Заметив, как Ричард сочувственно кивает головой, я вдруг сообразила, что слишком много говорю. Но мне было так легко и так приятно говорить с ним! О чем угодно, лишь бы он слушал меня, как сейчас.

– Вы были очень близки с вашим отцом?

– Да. Он был мне больше, чем отец. Он был моим другом, моим домом, моей реальностью. А теперь… теперь я никак не могу понять, что мне делать и как жить дальше. Потому что просто не представляю, как это – быть без папы. Я не умею этого! Хожу на работу, возвращаюсь с работы… Как будто не живу, а существую. Я все потеряла: ориентиры, смысл… не знаю, как объяснить.

Ричард молчал, давая мне выговориться. И я была благодарна ему за это.

– Раньше жизнь была абсолютно другой. У меня был свой маленький мир, наш с папой, один на двоих. Он был полон важных мелочей, необходимых мне как воздух. Сейчас, вспоминая о них, я понимаю, что именно они были моей опорой, они дарили мне целостное восприятие мира. А теперь ничего этого нет.

Я помолчала, вертя в руках пустую чашку.

– У нас с папой было много семейных традиций. Для кого-то они могут показаться обыденными, простыми, но для меня все было преисполнено глубокого смысла: пятничное посещение небольшого ресторанчика в деловой части Портленда, о котором я уже говорила вам, – Ричард коротко кивнул, – или ежедневный вечерний чай на веранде, когда папа не был в отъезде. Он сам заваривал травы, и мне так ни разу и не удалось повторить его рецепт… По субботам мы всегда печем… пекли непременный яблочный пирог с корицей. В первое воскресенье июня выезжали на пикник на побережье. Оказывается, столько всего было, а теперь всего этого нет.

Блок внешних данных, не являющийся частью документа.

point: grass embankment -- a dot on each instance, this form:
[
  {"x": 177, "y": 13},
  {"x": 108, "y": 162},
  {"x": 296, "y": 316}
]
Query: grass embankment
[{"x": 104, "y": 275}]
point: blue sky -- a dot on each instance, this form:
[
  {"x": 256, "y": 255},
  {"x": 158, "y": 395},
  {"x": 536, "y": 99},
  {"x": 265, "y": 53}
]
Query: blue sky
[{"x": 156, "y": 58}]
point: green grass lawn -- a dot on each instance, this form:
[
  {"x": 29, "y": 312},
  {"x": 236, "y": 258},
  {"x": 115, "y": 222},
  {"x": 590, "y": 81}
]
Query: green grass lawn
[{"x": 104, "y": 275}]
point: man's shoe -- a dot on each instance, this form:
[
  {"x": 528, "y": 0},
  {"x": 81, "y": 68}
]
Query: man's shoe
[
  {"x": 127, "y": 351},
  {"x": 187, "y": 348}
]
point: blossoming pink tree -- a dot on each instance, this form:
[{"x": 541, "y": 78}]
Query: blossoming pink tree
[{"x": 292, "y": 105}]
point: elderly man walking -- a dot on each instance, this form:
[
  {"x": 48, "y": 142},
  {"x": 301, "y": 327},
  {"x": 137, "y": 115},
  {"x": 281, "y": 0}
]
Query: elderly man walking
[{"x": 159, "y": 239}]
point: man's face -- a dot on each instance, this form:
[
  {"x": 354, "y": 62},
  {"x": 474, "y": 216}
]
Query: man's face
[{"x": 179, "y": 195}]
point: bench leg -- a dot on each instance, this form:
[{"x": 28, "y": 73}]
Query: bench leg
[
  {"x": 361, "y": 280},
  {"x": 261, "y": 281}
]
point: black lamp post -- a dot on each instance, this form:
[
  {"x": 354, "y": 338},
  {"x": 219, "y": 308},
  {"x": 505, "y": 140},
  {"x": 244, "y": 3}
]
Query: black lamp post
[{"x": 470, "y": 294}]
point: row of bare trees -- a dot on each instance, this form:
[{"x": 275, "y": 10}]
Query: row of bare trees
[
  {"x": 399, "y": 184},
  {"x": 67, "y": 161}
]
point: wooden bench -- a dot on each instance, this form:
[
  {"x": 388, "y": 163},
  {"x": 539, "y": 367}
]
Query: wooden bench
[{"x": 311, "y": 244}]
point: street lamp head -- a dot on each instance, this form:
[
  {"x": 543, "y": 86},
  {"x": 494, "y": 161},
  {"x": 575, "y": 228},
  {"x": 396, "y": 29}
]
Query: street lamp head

Машинально подобрав листик плюща, я крутила его между пальцами, погрузившись в воспоминания. Когда листик, выскользнув, упал на каменный пол, я сообразила, что все это время Ричард сидел рядом и терпеливо ждал.

Я улыбнулась ему:

– Ваша оранжерея напоминает мне наш сад. Мы любили проводить там время в хорошую погоду. Папа установил качели под вишнями, и я читала рядом с ним, пока он ухаживал за цветами. А когда шел дождь, мы играли в шахматы на веранде.

– Вы играете в шахматы? – с легким удивлением спросил Ричард.

– Немного. Меня научил папа. Но, боюсь, прекрасно оценивая мои способности, он играл со мной не столько ради победы, сколько ради общения. Можно играть и с компьютером, но во время игры с ним ведь не поговоришь.

– Да, вы правы. Но я перебил вас. Продолжайте.

– О чем продолжать?

– Вы говорили, что ваш отец любил цветы.

– Очень любил! Он проводил в саду все свободное время, чаще по воскресеньям. Говорил, что это занятие умиротворяет и приводит в порядок мысли, а цветы очищают душу.

– Он был глубоко прав, – тихо согласился Ричард. – Цветы действительно очищают душу.